Na studiach doktoranckich jest dziś w Polsce ponad 40 tys. osób. Niewiele z nich jednak otrzyma ten naukowy tytuł - informuje "Rzeczpospolita".

Z danych Ministerstwa Nauki i Szkolnictwa Wyższego wynika, że na koniec 2011 roku na studiach doktoranckich wśród 40 tys. słuchaczy 30 tys. było na bezpłatnych studiach stacjonarnych i mniej więcej jedna trzecia z nich otrzymywała stypendia. Przewody doktorskie, które są warunkiem uzyskania tytułu, otworzyło ponad 5 tys. osób i mniej więcej tyle samo otrzymało stopień doktora.

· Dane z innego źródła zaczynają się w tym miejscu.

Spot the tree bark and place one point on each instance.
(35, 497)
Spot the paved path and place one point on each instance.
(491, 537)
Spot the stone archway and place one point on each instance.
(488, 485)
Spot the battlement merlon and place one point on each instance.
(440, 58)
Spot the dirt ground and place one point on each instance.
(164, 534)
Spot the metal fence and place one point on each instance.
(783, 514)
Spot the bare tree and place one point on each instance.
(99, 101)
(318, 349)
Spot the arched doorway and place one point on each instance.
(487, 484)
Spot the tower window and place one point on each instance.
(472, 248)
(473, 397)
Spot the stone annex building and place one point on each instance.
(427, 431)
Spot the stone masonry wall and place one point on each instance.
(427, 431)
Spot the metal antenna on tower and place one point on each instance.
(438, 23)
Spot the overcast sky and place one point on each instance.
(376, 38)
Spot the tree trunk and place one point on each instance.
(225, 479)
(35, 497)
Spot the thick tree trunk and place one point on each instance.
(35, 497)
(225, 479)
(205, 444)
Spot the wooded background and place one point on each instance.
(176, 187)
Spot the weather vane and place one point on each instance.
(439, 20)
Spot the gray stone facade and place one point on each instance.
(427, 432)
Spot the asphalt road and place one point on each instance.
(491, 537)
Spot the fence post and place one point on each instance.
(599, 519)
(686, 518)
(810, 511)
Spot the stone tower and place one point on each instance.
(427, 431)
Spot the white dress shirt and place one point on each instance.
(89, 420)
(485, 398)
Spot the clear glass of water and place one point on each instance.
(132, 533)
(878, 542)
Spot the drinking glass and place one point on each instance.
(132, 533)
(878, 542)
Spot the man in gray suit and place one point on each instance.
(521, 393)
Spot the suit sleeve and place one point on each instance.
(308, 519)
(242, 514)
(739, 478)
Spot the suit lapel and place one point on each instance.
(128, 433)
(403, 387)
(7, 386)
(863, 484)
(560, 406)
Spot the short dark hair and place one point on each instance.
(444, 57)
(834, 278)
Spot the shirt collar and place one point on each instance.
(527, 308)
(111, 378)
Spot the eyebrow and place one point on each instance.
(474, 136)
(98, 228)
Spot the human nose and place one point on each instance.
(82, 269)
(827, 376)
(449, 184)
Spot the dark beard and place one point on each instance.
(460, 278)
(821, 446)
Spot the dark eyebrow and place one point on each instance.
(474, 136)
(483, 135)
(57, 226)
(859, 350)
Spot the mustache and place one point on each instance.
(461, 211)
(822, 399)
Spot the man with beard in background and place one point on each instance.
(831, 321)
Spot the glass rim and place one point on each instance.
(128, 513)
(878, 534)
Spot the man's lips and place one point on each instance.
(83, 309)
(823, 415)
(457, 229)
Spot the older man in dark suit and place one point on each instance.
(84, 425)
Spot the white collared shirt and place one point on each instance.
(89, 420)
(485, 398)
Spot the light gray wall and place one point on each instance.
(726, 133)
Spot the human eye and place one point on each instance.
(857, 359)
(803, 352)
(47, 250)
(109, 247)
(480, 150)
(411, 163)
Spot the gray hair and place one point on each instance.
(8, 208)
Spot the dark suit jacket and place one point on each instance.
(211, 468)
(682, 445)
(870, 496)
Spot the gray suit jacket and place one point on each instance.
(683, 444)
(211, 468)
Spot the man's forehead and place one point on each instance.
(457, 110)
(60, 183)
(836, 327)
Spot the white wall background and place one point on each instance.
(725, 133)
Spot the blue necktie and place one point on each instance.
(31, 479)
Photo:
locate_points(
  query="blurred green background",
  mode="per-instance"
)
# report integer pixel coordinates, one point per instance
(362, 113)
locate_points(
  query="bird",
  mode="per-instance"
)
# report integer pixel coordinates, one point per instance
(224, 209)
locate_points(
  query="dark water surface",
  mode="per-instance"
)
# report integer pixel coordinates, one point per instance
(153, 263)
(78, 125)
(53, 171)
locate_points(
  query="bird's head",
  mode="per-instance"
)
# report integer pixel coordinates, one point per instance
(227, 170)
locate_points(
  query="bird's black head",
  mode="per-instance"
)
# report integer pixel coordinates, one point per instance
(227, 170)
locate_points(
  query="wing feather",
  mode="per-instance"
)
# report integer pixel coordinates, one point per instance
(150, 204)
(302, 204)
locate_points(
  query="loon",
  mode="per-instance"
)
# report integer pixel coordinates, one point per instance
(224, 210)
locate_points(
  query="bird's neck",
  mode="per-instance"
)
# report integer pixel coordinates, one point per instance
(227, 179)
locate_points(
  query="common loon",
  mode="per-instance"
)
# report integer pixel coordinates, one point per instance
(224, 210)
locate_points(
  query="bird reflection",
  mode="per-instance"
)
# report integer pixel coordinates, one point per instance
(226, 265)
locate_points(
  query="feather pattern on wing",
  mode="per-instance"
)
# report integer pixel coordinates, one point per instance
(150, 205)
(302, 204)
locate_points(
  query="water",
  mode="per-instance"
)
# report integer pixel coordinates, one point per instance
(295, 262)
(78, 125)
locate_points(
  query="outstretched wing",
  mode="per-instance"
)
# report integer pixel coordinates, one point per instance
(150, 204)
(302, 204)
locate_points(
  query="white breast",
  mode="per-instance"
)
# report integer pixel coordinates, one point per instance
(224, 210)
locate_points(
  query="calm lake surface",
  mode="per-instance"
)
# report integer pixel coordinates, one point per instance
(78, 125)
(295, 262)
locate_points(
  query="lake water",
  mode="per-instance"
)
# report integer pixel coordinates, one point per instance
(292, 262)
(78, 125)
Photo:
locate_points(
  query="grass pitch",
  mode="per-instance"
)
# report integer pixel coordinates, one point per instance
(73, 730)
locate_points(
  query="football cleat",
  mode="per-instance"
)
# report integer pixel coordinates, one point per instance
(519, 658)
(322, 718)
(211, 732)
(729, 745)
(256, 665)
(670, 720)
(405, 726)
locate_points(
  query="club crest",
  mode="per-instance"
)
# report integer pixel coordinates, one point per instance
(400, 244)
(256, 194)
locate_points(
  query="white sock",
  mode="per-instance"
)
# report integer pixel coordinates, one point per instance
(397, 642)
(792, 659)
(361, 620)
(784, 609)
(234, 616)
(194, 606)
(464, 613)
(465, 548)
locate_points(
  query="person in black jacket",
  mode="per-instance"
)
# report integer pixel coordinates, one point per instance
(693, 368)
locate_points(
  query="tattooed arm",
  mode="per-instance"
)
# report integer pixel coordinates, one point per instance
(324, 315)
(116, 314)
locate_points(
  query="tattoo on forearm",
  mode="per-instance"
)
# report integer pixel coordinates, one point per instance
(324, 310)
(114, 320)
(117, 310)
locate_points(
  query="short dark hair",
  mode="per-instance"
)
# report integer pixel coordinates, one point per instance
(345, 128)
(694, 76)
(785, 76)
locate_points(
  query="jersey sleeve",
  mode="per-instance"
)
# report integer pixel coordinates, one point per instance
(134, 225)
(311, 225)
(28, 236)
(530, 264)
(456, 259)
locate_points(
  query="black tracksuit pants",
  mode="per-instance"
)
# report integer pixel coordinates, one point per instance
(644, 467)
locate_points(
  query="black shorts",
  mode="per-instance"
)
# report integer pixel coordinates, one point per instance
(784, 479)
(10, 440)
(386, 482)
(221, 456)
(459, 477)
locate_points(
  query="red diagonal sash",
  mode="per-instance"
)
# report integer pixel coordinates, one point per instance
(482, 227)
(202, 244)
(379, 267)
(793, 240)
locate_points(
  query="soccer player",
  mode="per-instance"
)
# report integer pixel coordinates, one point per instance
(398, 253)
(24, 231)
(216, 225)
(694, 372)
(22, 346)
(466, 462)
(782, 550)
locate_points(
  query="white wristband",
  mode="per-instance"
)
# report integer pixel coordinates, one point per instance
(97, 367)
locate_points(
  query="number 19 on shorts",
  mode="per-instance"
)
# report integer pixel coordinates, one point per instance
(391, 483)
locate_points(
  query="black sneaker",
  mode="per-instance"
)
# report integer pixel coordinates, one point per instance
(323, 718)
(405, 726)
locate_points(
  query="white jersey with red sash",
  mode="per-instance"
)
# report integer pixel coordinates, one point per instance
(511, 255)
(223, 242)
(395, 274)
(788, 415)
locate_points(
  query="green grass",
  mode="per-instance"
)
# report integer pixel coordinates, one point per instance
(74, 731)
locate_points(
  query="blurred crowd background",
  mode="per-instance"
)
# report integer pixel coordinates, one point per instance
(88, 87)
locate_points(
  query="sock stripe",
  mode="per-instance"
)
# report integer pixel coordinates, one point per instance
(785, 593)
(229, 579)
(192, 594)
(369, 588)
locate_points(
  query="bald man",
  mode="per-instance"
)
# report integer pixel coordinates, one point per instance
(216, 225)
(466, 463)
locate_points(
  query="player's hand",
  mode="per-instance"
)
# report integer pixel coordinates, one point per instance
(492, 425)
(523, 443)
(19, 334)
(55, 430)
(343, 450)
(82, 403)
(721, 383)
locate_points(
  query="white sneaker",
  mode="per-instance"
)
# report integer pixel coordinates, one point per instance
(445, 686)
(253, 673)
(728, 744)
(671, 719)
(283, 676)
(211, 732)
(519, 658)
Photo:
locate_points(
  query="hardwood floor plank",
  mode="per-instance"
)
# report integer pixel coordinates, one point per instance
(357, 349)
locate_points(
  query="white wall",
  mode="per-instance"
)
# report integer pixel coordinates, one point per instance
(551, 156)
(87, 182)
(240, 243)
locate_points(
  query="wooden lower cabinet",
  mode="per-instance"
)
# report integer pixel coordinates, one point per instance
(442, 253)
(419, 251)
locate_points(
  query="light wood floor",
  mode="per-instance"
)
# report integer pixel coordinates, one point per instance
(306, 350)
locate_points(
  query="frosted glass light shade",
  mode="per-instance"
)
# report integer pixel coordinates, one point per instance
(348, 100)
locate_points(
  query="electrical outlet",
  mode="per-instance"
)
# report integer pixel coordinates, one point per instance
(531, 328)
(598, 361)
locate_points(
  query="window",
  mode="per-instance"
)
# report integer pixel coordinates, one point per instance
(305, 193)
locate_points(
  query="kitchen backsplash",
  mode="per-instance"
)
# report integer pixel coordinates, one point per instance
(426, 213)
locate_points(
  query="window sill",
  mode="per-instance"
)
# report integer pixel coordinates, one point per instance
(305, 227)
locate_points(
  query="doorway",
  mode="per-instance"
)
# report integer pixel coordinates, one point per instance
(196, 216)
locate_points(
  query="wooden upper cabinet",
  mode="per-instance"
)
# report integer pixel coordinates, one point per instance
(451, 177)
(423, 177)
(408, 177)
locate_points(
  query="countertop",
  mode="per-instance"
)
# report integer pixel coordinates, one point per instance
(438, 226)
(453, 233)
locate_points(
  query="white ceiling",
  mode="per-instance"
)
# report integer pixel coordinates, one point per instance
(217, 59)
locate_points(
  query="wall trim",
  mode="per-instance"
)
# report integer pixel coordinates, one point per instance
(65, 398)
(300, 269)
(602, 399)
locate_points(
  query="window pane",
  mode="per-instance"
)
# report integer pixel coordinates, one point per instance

Taka sytuacja budzi sprzeciw ekspertów rynku edukacyjnego w Polsce. System kształcenia na poziomie doktorskim wymaga głębokiego przemyślenia i reformy. Potrzebny jest dziś podział na doktoraty typowo naukowe i praktyczne, które będą cenione przez firmy - uważa prof. Witold Bielecki, rektor Akademii Leona Koźmińskiego, najlepszej według rankingu "Rzeczpospolitej" i "Perspektyw" uczelni niepublicznej w Polsce.

Studia doktoranckie cieszą się popularnością, gdyż idą za nimi pieniądze z resortu szkolnictwa. Uczelnie nie zawsze jednak interesują się tym, czy edukacja ta skończy się uzyskaniem stopnia naukowego.